Kebocoran 204 Juta Data Pemilih Dinilai Tak Pengaruhi Hasil Pemilu
Sebelumnya, sebanyak 204 juta data KPU atau pemilih Pemilu di situs kpu.go.id diduga bocor. Informasi ini kemudian dijual oleh hacker dengan nama Jimbo senilai US$ 74 ribu atau sekitar Rp 1,2 miliar di dark web. Hacker Jimbo membagikan 500 ribu data contoh yang didapatkan dari salah satu unggahan di situs Breach Forums. Situs ini menjadi tempat jual beli data hasil peretasan.

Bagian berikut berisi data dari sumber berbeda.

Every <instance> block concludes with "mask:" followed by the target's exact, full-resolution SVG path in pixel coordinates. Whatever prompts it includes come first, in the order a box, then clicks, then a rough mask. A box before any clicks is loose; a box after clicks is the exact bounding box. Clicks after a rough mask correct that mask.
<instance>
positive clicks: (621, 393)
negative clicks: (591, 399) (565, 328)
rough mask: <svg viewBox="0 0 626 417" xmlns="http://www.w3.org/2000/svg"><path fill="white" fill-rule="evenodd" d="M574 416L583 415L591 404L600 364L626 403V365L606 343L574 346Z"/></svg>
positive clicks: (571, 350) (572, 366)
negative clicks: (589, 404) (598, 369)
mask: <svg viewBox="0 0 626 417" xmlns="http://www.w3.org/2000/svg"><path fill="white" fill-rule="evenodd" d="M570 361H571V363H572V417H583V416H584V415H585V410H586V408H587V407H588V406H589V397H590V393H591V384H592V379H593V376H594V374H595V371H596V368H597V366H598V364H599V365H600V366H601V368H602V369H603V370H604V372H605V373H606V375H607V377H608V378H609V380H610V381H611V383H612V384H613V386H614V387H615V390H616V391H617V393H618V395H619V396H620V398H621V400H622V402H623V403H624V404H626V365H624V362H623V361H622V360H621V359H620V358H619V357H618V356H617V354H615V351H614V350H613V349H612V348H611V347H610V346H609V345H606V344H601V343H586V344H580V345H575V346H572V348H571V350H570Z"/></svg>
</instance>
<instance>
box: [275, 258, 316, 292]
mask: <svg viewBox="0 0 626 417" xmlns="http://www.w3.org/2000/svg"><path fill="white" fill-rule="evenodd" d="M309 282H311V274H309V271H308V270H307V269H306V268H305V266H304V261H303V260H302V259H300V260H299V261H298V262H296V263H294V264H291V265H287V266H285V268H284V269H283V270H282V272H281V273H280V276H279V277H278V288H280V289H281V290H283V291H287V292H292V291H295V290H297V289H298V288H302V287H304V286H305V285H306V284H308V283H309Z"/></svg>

Peretas itu juga mengunggah beberapa tangkapan layar dari situs cekdptonlind.kpu.go.id untuk memverifikasi kebenaran data yang ia dapatkan. Hacker Jimbo menyampaikan, dirinya memperoleh 252 juta data pemilih Pemilu dari situs KPU. Setelah disaring, terdapat 204.807.203 data unik dari 514 kabupaten kota, serta 128 negara perwakilan.
Data pemilih Pemilu yang diperoleh hacker Jimbo mencakup nomor induk kependudukan alias NIK, nomor kartu keluarga dan kartu tanda penduduk atau KTP maupun paspor. Selain itu, memuat nama lengkap, jenis kelamin, tanggal dan tempat lahir, status pernikahan, alamat lengkap, RT, RW, kodefikasi kelurahan, kecamatan dan kabupaten, serta kodefikasi TPS.
Ketua KPU Hasyim Asy'ari mengatakan, tim gabungan masih berupaya untuk memastikan kebenaran informasi kebocoran data tersebut. Tim gabungan mengecek informasi ini terdiri dari Tim Siber Polri, Kementerian Komunikasi dan Informatika, Badan Siber dan Sandi Negara alias BSSN dan juga Badan Intelijen Negara (BIN).
"Nanti kalau sudah ada indikasi, sudah jelas tentu ada tindakan lanjutan. Tapi yang paling penting sekarang sedang diperiksa, sedang dicek, sedang dilacak kebenaran informasi tersebut," kata Hasyim di Istana Merdeka Jakarta, Rabu (29/11).
Hasyim mengatakan, tim gabungan itu sudah terbentuk sejak jauh hari untuk secara khusus mengamankan sistem informasi yang digunakan untuk proses Pemilu.
Pada kesempatan tersebut, Hasyim mengatakan KPU bukanlah otoritas tunggal yang menggenggam data pemilih Pemilu.